DISCUSSION


    Ophthalmopathy, which is one of the extrathyroidal components of Graves' disease, sometimes emerges in euthyroid patients with no history of thyrotoxicosis. (euthyroid Graves' disease). The pathogenesis of the ophthalmopathy in Graves' disease, euthyroid or otherwise, is still unknown. Since lymphocytic infiltration is observed in the retroorbital tissue, it has been suggested that an autoimmune reaction against the retroorbital tissue is the cause of Graves' ophthalmopathy [3-5] .
    The hyperthyroidism in Graves' disease is caused by autoantibodies against TSH receptor, which stimulates the production of thyroid hormone by thyroid epithelial cells. TBII, measured by a kit of radio-receptor assay from Cardiff, UK (TRAb 'Cosmic', Cosmic Co., Tokyo, Japan), can be detected in about 95% of patients with Graves' disease. With a more sensitive bioassay, TSAb is found in almost all patients with Graves' disease [1] . Consistent with this, distribution analysis has revealed exophthalmos in almost all patients with Graves' disease [6] . Patients with euthyroid Graves' disease often show some abnormalities upon thyroid examination [4] . The reported incidence of various thyroid abnormalities is as follows: presence of thyroid enlargement, 24-40%; low TSH, 14-23%; no or low response of TSH to TRH, 40-63%; high thyroid uptake of 123I, about 20%; negative T3-suppression test, 30-73%; positive TgAb, 11-67%; positive McAb, 18-60%; positive TBII, 31-36%; and positive TSAb, 43-87% [1, 7-12] . Among these abnormalities, that of TSAb can be detected most often in euthyroid Graves' disease. We recently detected TSAb in the serum of 93% of our patients with euthyroid Graves' disease by using an ultrasensitive assay for TSAb we have developed, which detects 0.1 オU/ml of bTSH and is one thousand times more sensitive on the base of bTSH than TBII assay ( [13, 14] ; unpublished data). This incidence was almost the same as that in patients with hyperthyroid Graves' disease. Furthermore, this TSAb assay was useful in the prediction of the onset of Graves' disease after delivery [14] . However it was reported that in a few of hyperthyroid Graves' disease patients, both radioreceptor assay and bioassay could not detect any antibodies [15] . Subsequent to radioiodine therapy, TSH receptor antibodies appeared in almost all of their patients. Considering all, a local production of TSAb within thyroid gland and may be in retroorbital tissue is important in the patients with Graves' disease associated with ophthalmopathy. Moreover follow-up study is essential in these patients.

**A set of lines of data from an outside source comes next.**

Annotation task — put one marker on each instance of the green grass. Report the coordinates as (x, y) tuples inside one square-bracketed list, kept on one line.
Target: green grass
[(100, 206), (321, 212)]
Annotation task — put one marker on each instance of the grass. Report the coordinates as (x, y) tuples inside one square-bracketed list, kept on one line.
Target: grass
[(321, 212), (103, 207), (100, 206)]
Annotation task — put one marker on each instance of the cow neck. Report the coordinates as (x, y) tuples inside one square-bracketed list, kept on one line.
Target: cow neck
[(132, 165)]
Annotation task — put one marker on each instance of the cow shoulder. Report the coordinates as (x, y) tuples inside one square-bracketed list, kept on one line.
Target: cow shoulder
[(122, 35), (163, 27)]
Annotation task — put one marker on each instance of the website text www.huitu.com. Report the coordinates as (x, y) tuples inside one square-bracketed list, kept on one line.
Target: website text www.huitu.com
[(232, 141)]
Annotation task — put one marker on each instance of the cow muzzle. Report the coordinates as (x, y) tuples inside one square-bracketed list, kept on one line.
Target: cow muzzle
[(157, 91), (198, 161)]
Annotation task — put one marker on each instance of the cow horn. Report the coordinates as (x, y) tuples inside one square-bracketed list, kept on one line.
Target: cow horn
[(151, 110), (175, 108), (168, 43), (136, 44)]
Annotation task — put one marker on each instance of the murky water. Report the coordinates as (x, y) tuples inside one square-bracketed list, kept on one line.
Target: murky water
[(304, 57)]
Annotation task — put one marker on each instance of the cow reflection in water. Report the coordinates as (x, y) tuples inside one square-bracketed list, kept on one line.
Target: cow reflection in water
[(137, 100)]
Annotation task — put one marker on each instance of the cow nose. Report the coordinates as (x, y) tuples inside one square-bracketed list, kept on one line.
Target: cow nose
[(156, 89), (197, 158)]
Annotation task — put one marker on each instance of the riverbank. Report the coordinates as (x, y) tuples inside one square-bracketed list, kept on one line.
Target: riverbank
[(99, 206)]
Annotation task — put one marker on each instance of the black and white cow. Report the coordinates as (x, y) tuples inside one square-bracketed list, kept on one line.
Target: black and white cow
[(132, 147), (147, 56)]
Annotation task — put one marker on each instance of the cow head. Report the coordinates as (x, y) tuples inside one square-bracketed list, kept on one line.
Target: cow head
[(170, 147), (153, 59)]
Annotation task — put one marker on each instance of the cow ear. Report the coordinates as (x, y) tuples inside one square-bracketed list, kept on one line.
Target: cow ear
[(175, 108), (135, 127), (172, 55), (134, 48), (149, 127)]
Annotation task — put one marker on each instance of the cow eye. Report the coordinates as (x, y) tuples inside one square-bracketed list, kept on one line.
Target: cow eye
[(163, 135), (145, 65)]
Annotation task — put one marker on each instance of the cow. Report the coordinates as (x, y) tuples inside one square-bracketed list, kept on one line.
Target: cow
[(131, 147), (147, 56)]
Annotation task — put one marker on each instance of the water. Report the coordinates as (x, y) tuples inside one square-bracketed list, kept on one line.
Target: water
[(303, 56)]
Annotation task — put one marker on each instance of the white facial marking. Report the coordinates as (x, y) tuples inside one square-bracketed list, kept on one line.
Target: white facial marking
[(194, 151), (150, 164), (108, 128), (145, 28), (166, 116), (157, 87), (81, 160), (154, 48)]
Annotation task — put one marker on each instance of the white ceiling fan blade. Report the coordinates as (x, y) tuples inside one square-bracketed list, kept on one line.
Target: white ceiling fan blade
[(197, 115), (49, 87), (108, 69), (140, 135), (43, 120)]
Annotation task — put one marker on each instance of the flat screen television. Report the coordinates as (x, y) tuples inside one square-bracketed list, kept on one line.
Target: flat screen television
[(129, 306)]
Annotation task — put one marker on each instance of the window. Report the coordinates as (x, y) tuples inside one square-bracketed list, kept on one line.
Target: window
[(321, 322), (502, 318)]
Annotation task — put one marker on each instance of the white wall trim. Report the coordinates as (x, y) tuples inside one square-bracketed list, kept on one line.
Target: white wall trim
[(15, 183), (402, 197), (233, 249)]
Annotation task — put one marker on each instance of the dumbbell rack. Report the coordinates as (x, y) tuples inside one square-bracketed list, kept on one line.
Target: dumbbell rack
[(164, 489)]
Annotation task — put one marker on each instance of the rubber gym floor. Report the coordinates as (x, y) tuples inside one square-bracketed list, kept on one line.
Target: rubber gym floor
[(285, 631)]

    Our patients showed no goiter, with euthyroidism, normal TSH concentration, normal 123I-uptake, normal T3 suppression, and negative McAb, TgAb, and TBII. However, their ocular symptoms and the enlargement of the extraocular muscles demonstrated by MRI were typical findings in Graves' ophthalmopathy. Furthermore, TSAb activities were positive as measured with our ultrasensitive assay. Thus, we diagnosed them as having euthyroid Graves' disease. While there are many reports regarding this disease, this is the first report to our knowledge of patients with euthyroid Graves' disease showing no thyroid abnormalities other than positive TSAb.
    It was recently reported that TSH-receptors are present on retroorbital tissue [16] . Therefore, TSH receptor antibody stimulating thyroid cells (TSAb) might also stimulate or interact with retroorbital tissue, causing ophthalmopathy. Indeed, the change in TSAb activity almost paralleled the extent of ophthalmopathy in our patients. Furthermore, we found that the TSAb activity was also related to the degree of ophthalmopathy in patients with hypothyroid Graves' disease, who present Graves' ophthalmopathy and TSAb, but are hypothyroid due to the practical destruction of the thyroid [2] . Given these considerrations, TSAb might be important in the development of Graves' ophthalmopathy.
    The mechanism by which euthyroid condition was maintained in our patients even though they had positive TSAb is unknown, but it might be either that the TSAb activity was not high enough to cause hyperthyroidism in euthyroid Graves' disease or the presence of a suppressive mechanism against TSAb stimulation in euthyroid Graves' disease. Alternatively, an antigenic epitope on the TSH-receptor recognized by TSAb in euthyroid Graves' disease may differ from that in usual Graves' disease, or there may be other differences between the two forms of the disease.
In any event, the measurement of TSAb in patients who have ophthalmopathy without other thyroid abnormalities is essential to accurate diagnosis.